She sucks in a little breath.
“Tell me how it goes.”
Her voice is calm and soft. “I prepare like I’m doing the A3 kick, but then I…” she trails off. She’s silent for a long time.
She pulls her hands from mine and stands up. At first I’m terrified that it didn’t work.
Without speaking, she crouches down, then roars, a fearsome, beautiful sound, and leaps.
I catch my breath. It’s the most graceful, destructive thing I’ve seen.
“I got it back!” She screams. She does the move again. Again.
She comes over and bends down, squeezes me awkwardly, so hard I can’t breath. “Kee, you fixed me! You got into my head. I didn’t think you could,
but you did. Oh, sweet Mother Earth. I’ve got it back.”
There are tears in her eyes and she doesn’t bother to wipe them, and they shine like little stars in the light. “Kee, you’re a genius. How did you do that?”
I flush. “I’m no genius. It’s just a thing… that I do.” I stand up, and one knee pops. I shake it out and shrug.
“It’s incredible.” She steps back and does the thing again.
I want to ask how she does it, to teach it to me. For a second, I imagine myself leaping and screaming, and Mykl’s face, amazed—because I’m a warrior, too, someone he can respect.
But even I know I need many solar rotations of training to even come close to trying what she can do.
I bite my lip, both pleased and sad. “I’m glad I helped.”
“I’m going to go directly to the training dome.” Her words tumble out. “Teach this right now, to whomever is there.

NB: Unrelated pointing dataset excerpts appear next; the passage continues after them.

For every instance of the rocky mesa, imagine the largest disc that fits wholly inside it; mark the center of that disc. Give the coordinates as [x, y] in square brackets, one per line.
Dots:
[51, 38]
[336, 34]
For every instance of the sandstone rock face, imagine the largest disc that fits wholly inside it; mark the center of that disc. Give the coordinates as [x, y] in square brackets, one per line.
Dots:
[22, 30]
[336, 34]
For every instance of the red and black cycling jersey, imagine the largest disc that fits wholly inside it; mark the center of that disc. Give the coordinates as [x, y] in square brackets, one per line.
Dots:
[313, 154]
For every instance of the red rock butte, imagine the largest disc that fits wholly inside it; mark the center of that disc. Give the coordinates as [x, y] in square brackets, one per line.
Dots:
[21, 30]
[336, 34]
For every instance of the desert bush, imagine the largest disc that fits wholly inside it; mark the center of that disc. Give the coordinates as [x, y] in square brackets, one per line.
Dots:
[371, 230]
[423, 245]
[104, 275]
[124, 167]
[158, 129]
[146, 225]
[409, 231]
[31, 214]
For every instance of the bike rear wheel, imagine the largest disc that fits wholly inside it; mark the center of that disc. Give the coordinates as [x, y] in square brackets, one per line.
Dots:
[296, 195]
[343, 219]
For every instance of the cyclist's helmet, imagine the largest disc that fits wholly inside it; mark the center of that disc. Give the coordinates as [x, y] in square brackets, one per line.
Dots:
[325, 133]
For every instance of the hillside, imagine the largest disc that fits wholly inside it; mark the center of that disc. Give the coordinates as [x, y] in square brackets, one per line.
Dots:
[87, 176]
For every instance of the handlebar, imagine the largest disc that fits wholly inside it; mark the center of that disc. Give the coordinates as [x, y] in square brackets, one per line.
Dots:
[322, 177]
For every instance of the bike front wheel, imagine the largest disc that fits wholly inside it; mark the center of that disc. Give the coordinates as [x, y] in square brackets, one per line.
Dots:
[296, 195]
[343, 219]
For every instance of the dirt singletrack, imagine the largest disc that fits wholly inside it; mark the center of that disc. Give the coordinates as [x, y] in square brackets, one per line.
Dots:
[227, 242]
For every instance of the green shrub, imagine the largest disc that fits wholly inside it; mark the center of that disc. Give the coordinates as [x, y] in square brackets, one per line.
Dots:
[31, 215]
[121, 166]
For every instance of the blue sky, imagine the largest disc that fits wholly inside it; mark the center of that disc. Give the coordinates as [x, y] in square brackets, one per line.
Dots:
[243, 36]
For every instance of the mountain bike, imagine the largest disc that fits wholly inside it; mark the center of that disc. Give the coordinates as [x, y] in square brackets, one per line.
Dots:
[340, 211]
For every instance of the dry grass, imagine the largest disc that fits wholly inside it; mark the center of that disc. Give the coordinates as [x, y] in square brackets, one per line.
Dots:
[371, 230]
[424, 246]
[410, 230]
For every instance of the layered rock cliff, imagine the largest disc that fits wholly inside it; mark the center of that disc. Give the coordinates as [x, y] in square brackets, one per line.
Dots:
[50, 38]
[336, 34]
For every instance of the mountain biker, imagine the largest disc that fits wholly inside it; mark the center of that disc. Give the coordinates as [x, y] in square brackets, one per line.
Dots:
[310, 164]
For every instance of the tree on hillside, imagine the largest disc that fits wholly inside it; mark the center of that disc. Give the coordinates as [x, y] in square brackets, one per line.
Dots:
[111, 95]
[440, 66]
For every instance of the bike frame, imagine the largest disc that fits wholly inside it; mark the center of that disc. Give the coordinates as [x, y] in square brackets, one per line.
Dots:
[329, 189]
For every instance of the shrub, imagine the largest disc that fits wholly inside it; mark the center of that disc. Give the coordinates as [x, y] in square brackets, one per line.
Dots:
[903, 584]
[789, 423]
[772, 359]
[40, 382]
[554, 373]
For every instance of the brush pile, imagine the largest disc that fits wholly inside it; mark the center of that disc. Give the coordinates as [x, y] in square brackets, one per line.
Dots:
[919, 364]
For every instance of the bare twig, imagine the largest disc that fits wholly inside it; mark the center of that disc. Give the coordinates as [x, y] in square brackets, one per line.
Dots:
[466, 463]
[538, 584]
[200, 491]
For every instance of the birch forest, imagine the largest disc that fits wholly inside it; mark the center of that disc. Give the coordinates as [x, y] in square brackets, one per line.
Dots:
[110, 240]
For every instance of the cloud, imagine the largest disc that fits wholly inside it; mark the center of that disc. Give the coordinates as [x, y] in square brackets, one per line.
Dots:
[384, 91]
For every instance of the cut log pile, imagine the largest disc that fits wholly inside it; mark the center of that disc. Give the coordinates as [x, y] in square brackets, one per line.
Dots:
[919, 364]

Oh, Kee, I love you.” She grabs me again and I hug her back. Maybe my life is a wreck right now, but fuck, it does feel good—to do something useful. Something valuable. And as she hurries away, happiness in every footfall, my own eyes tear up and I smile, watching her go.
Chapter 5
Mykl
* * *
“You’re on that again?” Lanz points at my ultra-far-reach scanner. “Why do you even bother?”
“Some planet rotation I’ll get the message for which I’ve been waiting.” I twist wires together and reach for my soldering tools. “It passes the time while I work.” Kianna is off duty today, and Amber isn’t here, either—she’s on leave expecting her young. Apparently human females need time to prepare for the birth.
Lanz snorts. “Some planet rotation you’ll wake up and realize that you’re too old, and you wasted your life waiting for something that will never arrive.”
“When I prove you wrong, I expect you to bow down and apologize on one knee.” I narrow my eyes.
“Oh, I’ll grovel and writhe around like a Marsan worm if you find a batch of Zandian females by listening to that scanner.” He smirks. “I’ll eat dirt. I’ll cook you a meal. I’ll be your pleasure slave for a planet rotation.” He likes to joke around like this now. In the past, I would have punched him. Now, I admit it’s mildly humorous. He’s almost as funny as Kianna—I push her out of my mind.
I snort. “Veck off. You’re the last being I’d want as a slave.” Thoughts of Kianna fill my mind again. She was a factory slave before Zandia acquired her. Not a pleasure slave—thank veck. If she’d been a pleasure slave, I would spend every planet rotation here wanting to kill every nasty being who used her.
“What’s the news, then?” He taps the volume button.
Static fills the air, then snippets of tower talk from a hundred thousand light years away: Two Marrians discussing airspeed velocity to leave their planet.
“The usual. Nothing. Yet.” I raise my eyebrow. “Where are you headed?”
“A pleasure slave auction. Checking for human females.” He crosses his arms. “Which we learned about from our official scanner and our army-sanctioned comm listening devices.”
“Veck you.” I grimace, but it lacks bite. “Where?”